The last few summers haven’t seen anything really memorable, maybe because the summer doesn’t have the same meaning as it used to – a break between school years. Whatever I’m doing in the summer, I’ll still be doing it in the fall, the winter and next spring, so there’s not an urgency to get a lot of reading in while I can, before I have to start reading for classes again. I haven’t really taken any vacation time during the summer, and I’m not planning to in the foreseeable future [4]. This just means that there isn’t a chunk of time I get to sit around and do nothing but read. Which is what I plan on doing this weekend, because it’s going to rain anyways.
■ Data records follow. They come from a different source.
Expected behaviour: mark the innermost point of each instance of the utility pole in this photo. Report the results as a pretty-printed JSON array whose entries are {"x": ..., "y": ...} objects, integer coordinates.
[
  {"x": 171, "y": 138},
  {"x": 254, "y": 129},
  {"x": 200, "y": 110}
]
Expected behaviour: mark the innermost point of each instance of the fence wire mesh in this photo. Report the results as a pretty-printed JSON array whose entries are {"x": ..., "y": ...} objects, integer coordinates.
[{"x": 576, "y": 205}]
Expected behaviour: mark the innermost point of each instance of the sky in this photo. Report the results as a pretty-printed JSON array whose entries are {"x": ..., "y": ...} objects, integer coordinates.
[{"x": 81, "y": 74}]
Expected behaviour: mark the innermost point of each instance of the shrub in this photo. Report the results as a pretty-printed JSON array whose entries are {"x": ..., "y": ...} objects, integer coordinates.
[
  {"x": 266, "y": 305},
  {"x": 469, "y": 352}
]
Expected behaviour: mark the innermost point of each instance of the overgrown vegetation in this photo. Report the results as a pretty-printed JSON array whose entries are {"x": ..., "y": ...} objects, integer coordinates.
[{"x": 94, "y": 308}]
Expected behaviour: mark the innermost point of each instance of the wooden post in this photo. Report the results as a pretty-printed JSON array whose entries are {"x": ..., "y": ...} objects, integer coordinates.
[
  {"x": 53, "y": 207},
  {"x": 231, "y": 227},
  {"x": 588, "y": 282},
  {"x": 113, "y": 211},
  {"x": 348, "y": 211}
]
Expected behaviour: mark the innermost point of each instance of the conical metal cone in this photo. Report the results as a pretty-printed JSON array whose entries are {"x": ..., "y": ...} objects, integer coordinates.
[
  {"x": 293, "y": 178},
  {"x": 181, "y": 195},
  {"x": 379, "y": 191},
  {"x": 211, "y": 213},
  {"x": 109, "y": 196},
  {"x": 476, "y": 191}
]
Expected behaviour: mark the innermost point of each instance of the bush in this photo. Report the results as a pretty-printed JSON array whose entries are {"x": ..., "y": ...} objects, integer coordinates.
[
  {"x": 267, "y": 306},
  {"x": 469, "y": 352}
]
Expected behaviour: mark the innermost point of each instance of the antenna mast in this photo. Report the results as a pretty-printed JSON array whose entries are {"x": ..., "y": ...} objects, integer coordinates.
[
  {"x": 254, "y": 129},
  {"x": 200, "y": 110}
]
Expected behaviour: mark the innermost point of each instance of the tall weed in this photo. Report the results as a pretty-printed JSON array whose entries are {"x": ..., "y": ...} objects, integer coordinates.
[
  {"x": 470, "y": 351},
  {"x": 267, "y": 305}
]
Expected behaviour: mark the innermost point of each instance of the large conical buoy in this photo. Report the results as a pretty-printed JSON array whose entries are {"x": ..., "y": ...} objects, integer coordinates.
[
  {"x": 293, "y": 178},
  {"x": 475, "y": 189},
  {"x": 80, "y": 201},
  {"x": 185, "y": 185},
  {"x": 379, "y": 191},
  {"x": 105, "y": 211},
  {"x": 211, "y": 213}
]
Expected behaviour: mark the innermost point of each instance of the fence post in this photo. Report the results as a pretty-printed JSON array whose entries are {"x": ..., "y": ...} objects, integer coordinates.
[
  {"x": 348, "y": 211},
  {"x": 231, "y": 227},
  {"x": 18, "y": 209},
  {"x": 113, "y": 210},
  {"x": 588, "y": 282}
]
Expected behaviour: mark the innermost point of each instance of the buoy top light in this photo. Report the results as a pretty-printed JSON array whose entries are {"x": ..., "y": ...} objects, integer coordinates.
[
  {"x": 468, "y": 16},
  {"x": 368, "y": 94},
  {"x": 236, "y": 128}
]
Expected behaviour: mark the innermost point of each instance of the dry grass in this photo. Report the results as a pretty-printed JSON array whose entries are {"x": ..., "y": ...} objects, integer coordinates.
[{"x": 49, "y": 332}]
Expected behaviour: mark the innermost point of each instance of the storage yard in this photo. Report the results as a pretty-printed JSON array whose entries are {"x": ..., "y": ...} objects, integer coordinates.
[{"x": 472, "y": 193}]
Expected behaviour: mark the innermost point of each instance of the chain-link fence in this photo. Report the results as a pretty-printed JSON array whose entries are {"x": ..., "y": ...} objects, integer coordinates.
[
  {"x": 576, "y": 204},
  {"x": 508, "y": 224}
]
On that note, here’s what I read in June:

~ Fiona Patton, The Granite Shield and The Stone Prince (both 6). Nothing special, but lots of detail.
~ Anthony Bidulka, Flight of Aquavit (6). A nice, easy read – predictable, yet palatable.
~ Christopher Moore, A Dirty Job (8). For book club; even though I read it this past October, it was still pretty funny.
~ Adriana Trigiani, Rococo (4). I can’t tell you what posessed me to read this, let alone finish it. It wasn’t offensively bad or terribly written, it just didn’t interest me.
~ Mark Haddon, A Spot of Bother (9). Loved this book! The family all meant well, and just had trouble expressing it.
~ Brad Smtih, Big Man Coming Down the Road (8.5). I liked the fact I recognized a lot of the geography, and a specific incident alluded to in the story. Oh, and it’s a great modern western – y’all should read it!
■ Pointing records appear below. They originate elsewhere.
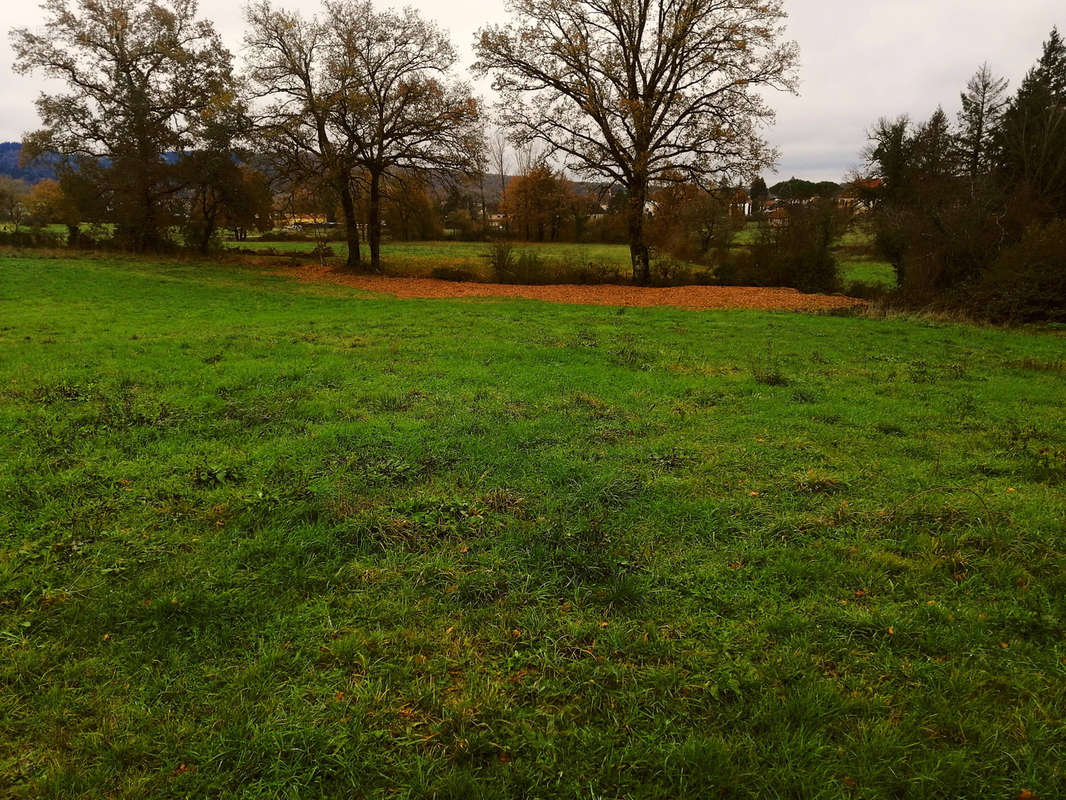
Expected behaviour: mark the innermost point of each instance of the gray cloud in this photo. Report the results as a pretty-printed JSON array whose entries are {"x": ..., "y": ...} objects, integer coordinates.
[{"x": 860, "y": 61}]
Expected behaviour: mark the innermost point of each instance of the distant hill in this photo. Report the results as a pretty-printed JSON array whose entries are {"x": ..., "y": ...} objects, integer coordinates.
[
  {"x": 798, "y": 189},
  {"x": 32, "y": 173}
]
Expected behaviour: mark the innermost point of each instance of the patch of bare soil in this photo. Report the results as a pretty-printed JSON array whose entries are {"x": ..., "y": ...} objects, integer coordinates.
[{"x": 698, "y": 298}]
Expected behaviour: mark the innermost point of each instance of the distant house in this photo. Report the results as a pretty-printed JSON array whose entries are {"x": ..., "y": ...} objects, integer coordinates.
[
  {"x": 860, "y": 196},
  {"x": 778, "y": 218}
]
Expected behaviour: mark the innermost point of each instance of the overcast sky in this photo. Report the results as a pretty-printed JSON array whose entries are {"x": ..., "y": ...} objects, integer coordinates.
[{"x": 860, "y": 60}]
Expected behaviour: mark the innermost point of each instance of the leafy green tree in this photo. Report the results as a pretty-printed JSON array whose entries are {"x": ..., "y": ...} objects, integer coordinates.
[
  {"x": 305, "y": 126},
  {"x": 401, "y": 108},
  {"x": 13, "y": 196}
]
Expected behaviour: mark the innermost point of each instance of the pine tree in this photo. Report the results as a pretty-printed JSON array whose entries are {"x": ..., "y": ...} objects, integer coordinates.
[
  {"x": 983, "y": 102},
  {"x": 1032, "y": 137},
  {"x": 934, "y": 147}
]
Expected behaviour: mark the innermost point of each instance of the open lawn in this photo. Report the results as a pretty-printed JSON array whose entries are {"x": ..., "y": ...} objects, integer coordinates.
[
  {"x": 421, "y": 258},
  {"x": 261, "y": 539}
]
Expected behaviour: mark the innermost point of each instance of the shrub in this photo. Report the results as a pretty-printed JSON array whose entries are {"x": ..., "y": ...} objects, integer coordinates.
[
  {"x": 31, "y": 238},
  {"x": 1028, "y": 281},
  {"x": 798, "y": 253}
]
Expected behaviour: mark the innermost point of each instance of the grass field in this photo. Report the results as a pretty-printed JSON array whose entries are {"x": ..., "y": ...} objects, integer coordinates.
[
  {"x": 261, "y": 539},
  {"x": 421, "y": 258}
]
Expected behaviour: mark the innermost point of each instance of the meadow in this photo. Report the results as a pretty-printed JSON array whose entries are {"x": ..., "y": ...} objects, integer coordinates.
[
  {"x": 263, "y": 539},
  {"x": 855, "y": 255}
]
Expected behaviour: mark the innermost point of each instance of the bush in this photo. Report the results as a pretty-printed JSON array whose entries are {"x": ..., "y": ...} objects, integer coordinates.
[
  {"x": 797, "y": 253},
  {"x": 31, "y": 238},
  {"x": 510, "y": 265},
  {"x": 1028, "y": 281}
]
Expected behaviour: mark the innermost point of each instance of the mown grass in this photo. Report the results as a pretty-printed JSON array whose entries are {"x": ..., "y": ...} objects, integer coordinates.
[
  {"x": 421, "y": 258},
  {"x": 261, "y": 539}
]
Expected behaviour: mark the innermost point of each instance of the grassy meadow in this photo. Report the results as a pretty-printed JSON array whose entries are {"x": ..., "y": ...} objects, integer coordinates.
[
  {"x": 855, "y": 255},
  {"x": 262, "y": 539}
]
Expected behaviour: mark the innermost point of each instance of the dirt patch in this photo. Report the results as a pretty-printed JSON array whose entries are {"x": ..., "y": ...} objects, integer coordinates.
[{"x": 698, "y": 298}]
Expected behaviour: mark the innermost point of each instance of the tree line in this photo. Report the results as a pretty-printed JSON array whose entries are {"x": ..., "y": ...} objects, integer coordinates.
[
  {"x": 158, "y": 127},
  {"x": 972, "y": 212}
]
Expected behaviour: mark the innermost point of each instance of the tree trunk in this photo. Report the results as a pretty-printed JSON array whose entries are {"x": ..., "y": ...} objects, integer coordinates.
[
  {"x": 638, "y": 249},
  {"x": 374, "y": 222},
  {"x": 351, "y": 225}
]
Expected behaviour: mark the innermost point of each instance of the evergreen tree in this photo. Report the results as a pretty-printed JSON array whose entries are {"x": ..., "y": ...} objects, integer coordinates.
[
  {"x": 1032, "y": 138},
  {"x": 934, "y": 148},
  {"x": 983, "y": 104}
]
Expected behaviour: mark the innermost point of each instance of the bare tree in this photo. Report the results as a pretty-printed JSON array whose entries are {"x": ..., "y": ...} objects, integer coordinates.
[
  {"x": 397, "y": 102},
  {"x": 140, "y": 76},
  {"x": 496, "y": 148},
  {"x": 639, "y": 91},
  {"x": 304, "y": 126}
]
[1] It seems like a lot of the authors I like have the middle initial R. I wonder if there’s a reason…
[2] Have I ever mentioned I read fast? Like, 100 pages an hour on average, remembering most of what I read. And yes, I’m bragging.
[3] And no, I won’t tell you why. Go read the book yourself!
[4] I know – gasp! People keep asking my why, and I just tell them it’s because it’s hot, I don’t have air conditioning, so I’d rather be inside where it is. Plus, I’d rather take time off in the fall, when everyone is back from their summer vacations.

Summer’s here

The schools up here let out last week, which means summer has officially arrived. It’s been *mumblemumble* years since I sat in a classroom on the last day of school in June, feeling giddy with anticipation about the last few minutes of class and the last bus ride home until September. My desk (or locker) would be cleaned out, and my friends and I would be practically levitating out of our chairs because we were so wound up and excited about the summer.
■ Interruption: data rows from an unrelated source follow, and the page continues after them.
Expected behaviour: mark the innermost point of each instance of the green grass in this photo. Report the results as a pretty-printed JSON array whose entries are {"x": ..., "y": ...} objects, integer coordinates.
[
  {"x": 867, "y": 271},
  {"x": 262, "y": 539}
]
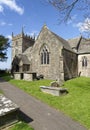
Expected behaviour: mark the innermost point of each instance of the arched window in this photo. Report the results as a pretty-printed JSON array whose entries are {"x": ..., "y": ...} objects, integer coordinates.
[
  {"x": 44, "y": 55},
  {"x": 84, "y": 61}
]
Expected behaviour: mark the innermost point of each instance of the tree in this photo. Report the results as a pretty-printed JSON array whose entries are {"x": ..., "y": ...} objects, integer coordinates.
[
  {"x": 4, "y": 44},
  {"x": 67, "y": 7}
]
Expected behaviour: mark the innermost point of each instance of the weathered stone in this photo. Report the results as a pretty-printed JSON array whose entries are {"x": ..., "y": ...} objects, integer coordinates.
[
  {"x": 55, "y": 84},
  {"x": 50, "y": 56},
  {"x": 8, "y": 112},
  {"x": 54, "y": 90}
]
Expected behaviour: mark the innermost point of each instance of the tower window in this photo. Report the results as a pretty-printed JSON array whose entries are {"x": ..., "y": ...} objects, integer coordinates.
[
  {"x": 44, "y": 55},
  {"x": 84, "y": 61}
]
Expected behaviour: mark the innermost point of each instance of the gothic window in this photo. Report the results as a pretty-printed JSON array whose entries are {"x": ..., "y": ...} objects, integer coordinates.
[
  {"x": 44, "y": 55},
  {"x": 16, "y": 43},
  {"x": 84, "y": 61},
  {"x": 16, "y": 51}
]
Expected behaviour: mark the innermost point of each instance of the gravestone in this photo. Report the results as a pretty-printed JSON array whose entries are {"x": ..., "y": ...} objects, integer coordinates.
[
  {"x": 8, "y": 112},
  {"x": 55, "y": 84}
]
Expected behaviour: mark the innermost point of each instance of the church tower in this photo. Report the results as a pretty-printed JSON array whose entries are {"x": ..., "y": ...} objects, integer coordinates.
[{"x": 20, "y": 43}]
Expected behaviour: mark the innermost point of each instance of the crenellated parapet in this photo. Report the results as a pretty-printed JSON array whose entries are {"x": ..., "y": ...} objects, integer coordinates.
[{"x": 24, "y": 36}]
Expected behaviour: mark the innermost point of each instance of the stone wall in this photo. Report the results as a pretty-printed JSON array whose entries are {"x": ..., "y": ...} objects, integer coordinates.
[
  {"x": 84, "y": 70},
  {"x": 70, "y": 64},
  {"x": 17, "y": 76}
]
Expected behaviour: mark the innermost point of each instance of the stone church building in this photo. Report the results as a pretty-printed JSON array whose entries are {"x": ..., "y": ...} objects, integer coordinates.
[{"x": 50, "y": 56}]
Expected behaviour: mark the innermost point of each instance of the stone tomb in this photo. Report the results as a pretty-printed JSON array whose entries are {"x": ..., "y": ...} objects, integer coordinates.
[
  {"x": 54, "y": 89},
  {"x": 8, "y": 112}
]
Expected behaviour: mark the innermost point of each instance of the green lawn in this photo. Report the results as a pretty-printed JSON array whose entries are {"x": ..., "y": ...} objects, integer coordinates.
[
  {"x": 21, "y": 126},
  {"x": 76, "y": 103}
]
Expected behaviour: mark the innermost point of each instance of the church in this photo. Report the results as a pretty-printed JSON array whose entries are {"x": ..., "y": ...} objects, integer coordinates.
[{"x": 49, "y": 56}]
Those days have long passed, but I still get a thrill out of watching the calendar and counting the days left until the schools empty out for the summer. Granted, I watch for a completely different reason (we’re busy all day long instead of during the immediate few hours after school), but I can appreciate what the kids are feeling.

This year was my mom’s last year of teaching, as she retired at the end of this past school year. She taught grade 1 at a school she’d been at for almost 25 years, and had seen lots of changes there (some for the better, some for the worse). In all, she’s been teaching for over 36 years, so she deserves a break!

On the weekend, my parents and youngest sister came down, and we hung out for a few days. The most ambitious things we did were buying a barbecue and making strawberry jam [1]. Sadly, they left yesterday morning, so I’m all alone again. Sniff.

As for what my plans for the rest of the summer are, I don’t have many beyond reading, knitting and sleeping. I don’t have any vacations or get-aways planned, but I make take a few days off here and there.

[1] Here’s where, if I’d been truly ambitious, I’d have inserted a picture of the jars of jam. However, I’m too tired to go downstairs and do that now, so you’ll have to imagine it. There are six jars, in case you need somewhere to start.